Weight Loss & Energy Balancing: Rethink Your Approach To Weight Loss

Wednesday, September 27, 2006 - 8:33am

By Rose Giordano

Are you having trouble losing weight despite spending endless hours at the gym? Many people complain that regardless of all the time they spend on the treadmill or rowing machine they still can’t lose any inches. What gives?

First, there is no need for you to subject yourself to daily weighing on your bathroom scale. A better and less emotionally damaging way to get and/or stay fit is to think in the terms of energy balance. Your energy balance is basically a matter of your energy input (what you are eating) versus your energy output (how many calories you are burning off).

Energy balance is the key to weight loss

It’s important for you to be aware of what you are eating in comparison with your activity level. Energy balance can be looked at as a positive balance versus a negative balance.

  • When you have a positive energy balance, you are eating more energy (i.e. calories) than what you’re burning off. This extra energy is then stored by the body for later use…which basically amounts to weight gain. Obesity will occur if you have a consistently high positive energy balance.
  • When you have a negative energy balance, you are eating less energy than you are burning off. As a result, your body will use its own stored energy to make up the difference…which results in weight loss. If you want to maintain your current weight, the amount of calories you consume should closely mimic what you expend in energy.

Remember: You don’t just burn calories when you exercise. You also burn calories by breathing, digesting, maintaining your body’s other processes, and even reading this article!

Watch your energy consumption - the foods you are eating

To take control of your energy balance, consider these three questions:

  1. What are you eating? Consider the foods that you are eating and determine which foods are highest in calories. Next, exchange them for foods that have lesser calories but which pack a nutritious punch: veggies, fruit, whole grains, baked or broiled chicken, etc.

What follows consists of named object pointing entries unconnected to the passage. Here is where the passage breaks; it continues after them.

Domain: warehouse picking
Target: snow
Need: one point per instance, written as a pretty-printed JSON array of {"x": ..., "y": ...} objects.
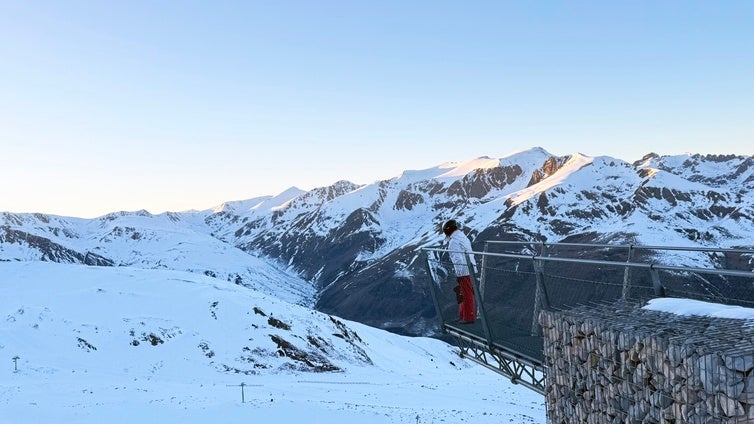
[
  {"x": 574, "y": 164},
  {"x": 689, "y": 307},
  {"x": 73, "y": 329}
]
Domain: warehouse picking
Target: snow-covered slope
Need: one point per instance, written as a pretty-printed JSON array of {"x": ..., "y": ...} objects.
[
  {"x": 122, "y": 344},
  {"x": 354, "y": 249}
]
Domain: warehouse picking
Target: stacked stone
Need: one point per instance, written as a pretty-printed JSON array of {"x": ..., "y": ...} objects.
[{"x": 619, "y": 363}]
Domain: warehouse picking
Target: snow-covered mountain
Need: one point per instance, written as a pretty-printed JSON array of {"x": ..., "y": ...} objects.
[
  {"x": 83, "y": 344},
  {"x": 353, "y": 249}
]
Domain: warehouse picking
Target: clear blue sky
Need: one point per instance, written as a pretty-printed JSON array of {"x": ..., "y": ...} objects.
[{"x": 163, "y": 105}]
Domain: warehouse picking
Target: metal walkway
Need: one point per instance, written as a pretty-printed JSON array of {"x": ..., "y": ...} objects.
[{"x": 519, "y": 279}]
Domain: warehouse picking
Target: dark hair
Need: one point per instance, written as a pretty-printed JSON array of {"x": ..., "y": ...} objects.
[{"x": 449, "y": 226}]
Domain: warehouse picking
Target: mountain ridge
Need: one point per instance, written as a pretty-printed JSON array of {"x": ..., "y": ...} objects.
[{"x": 352, "y": 250}]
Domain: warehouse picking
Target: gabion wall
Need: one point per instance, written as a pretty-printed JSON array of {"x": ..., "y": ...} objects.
[{"x": 622, "y": 364}]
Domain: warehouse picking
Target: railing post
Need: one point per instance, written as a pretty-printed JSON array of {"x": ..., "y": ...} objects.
[
  {"x": 480, "y": 303},
  {"x": 540, "y": 296},
  {"x": 433, "y": 284},
  {"x": 656, "y": 283},
  {"x": 627, "y": 275},
  {"x": 483, "y": 273}
]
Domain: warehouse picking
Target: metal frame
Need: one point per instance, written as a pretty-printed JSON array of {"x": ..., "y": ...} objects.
[{"x": 519, "y": 368}]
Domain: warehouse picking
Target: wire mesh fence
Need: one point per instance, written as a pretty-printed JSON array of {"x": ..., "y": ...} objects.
[{"x": 517, "y": 280}]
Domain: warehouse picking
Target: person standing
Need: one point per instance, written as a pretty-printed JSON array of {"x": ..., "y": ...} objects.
[{"x": 459, "y": 247}]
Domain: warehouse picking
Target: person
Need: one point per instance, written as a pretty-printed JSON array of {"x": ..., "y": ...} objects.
[{"x": 459, "y": 247}]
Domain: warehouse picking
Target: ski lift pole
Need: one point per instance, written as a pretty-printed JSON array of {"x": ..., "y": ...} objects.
[{"x": 242, "y": 385}]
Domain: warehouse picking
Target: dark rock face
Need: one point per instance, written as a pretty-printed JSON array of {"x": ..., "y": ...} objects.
[{"x": 49, "y": 251}]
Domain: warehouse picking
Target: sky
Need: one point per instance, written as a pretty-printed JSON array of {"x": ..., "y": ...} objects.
[{"x": 177, "y": 105}]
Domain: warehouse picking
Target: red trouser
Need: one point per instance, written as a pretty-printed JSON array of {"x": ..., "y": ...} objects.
[{"x": 467, "y": 308}]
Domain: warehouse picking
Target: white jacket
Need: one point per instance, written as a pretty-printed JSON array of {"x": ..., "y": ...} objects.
[{"x": 458, "y": 244}]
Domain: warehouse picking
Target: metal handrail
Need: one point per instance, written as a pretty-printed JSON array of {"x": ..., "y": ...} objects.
[
  {"x": 643, "y": 265},
  {"x": 510, "y": 360},
  {"x": 626, "y": 246}
]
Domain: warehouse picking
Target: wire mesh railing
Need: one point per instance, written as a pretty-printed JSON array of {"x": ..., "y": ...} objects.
[{"x": 516, "y": 280}]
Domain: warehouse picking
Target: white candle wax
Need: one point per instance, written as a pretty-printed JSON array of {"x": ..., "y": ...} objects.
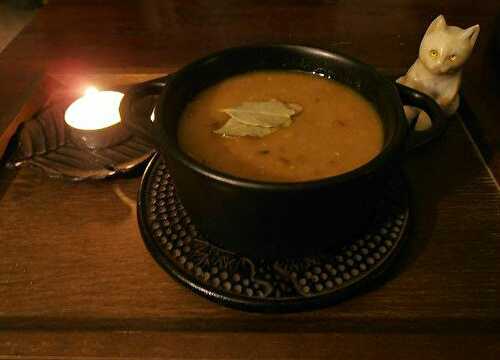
[{"x": 95, "y": 110}]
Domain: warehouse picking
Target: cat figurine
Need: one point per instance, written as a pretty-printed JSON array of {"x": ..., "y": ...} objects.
[{"x": 438, "y": 70}]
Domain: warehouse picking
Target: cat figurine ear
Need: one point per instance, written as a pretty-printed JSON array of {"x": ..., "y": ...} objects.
[
  {"x": 438, "y": 70},
  {"x": 438, "y": 23},
  {"x": 471, "y": 34}
]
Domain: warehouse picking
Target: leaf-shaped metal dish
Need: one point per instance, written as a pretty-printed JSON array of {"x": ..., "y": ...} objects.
[{"x": 43, "y": 142}]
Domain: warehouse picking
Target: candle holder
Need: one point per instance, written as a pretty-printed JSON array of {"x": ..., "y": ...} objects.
[{"x": 46, "y": 141}]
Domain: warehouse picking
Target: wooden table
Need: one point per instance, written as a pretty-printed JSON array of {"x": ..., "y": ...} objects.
[{"x": 77, "y": 282}]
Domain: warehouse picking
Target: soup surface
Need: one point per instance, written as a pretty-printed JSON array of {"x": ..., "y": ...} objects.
[{"x": 336, "y": 131}]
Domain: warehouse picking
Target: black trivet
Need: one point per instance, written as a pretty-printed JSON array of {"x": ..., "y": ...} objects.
[{"x": 266, "y": 286}]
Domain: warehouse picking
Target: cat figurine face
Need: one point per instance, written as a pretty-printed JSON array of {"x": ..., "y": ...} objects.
[{"x": 444, "y": 49}]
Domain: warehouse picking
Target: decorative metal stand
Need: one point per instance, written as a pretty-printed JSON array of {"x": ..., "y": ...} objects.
[{"x": 248, "y": 284}]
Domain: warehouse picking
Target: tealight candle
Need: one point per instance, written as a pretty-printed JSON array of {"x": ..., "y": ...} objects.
[{"x": 94, "y": 119}]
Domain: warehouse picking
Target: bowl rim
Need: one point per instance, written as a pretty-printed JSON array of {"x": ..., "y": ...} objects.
[{"x": 388, "y": 152}]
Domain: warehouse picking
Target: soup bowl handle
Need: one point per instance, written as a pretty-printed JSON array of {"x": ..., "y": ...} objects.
[
  {"x": 136, "y": 123},
  {"x": 424, "y": 102}
]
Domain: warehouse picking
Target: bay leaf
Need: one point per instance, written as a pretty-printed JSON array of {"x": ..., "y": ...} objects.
[
  {"x": 251, "y": 118},
  {"x": 235, "y": 128}
]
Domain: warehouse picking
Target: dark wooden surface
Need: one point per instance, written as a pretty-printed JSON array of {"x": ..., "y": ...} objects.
[{"x": 76, "y": 280}]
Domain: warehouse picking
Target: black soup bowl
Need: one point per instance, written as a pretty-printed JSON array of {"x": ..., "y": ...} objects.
[{"x": 268, "y": 219}]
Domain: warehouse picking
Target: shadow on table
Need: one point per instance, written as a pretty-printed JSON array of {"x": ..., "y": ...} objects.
[{"x": 435, "y": 172}]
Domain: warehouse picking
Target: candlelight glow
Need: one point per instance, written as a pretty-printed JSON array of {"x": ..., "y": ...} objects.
[
  {"x": 91, "y": 90},
  {"x": 95, "y": 110}
]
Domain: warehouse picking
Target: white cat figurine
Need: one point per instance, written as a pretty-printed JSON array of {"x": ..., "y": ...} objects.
[{"x": 437, "y": 71}]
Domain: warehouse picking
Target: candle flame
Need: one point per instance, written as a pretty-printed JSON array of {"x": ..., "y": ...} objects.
[{"x": 91, "y": 90}]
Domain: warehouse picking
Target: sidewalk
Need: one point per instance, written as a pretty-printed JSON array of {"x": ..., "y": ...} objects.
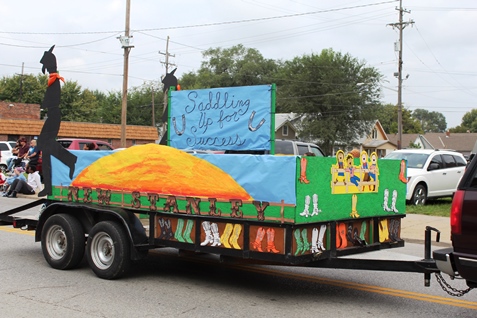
[{"x": 413, "y": 228}]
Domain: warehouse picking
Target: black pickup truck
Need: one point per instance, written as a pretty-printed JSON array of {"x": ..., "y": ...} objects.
[{"x": 461, "y": 259}]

  2. Why are you eating? Boredom is a leading cause of overeating. Having food in front of you also can trigger an urge to eat. Snacking while watching TV is another culprit that leads to excess calories. If you have an urge for a treat, dish out a proper serving size of the food and put the rest away. This will stop you from unconsciously overeating.
  3. When are you eating? Often people eat because it’s “lunchtime” and not when they are actually hungry. Social engagements with food platters arranged all around also encourage mindless snacking. Try determining whether you are really hungry before you reach for the chips and dip.

By taking these questions into consideration it will be easier for you to get a grip on your eating habits and get into shape!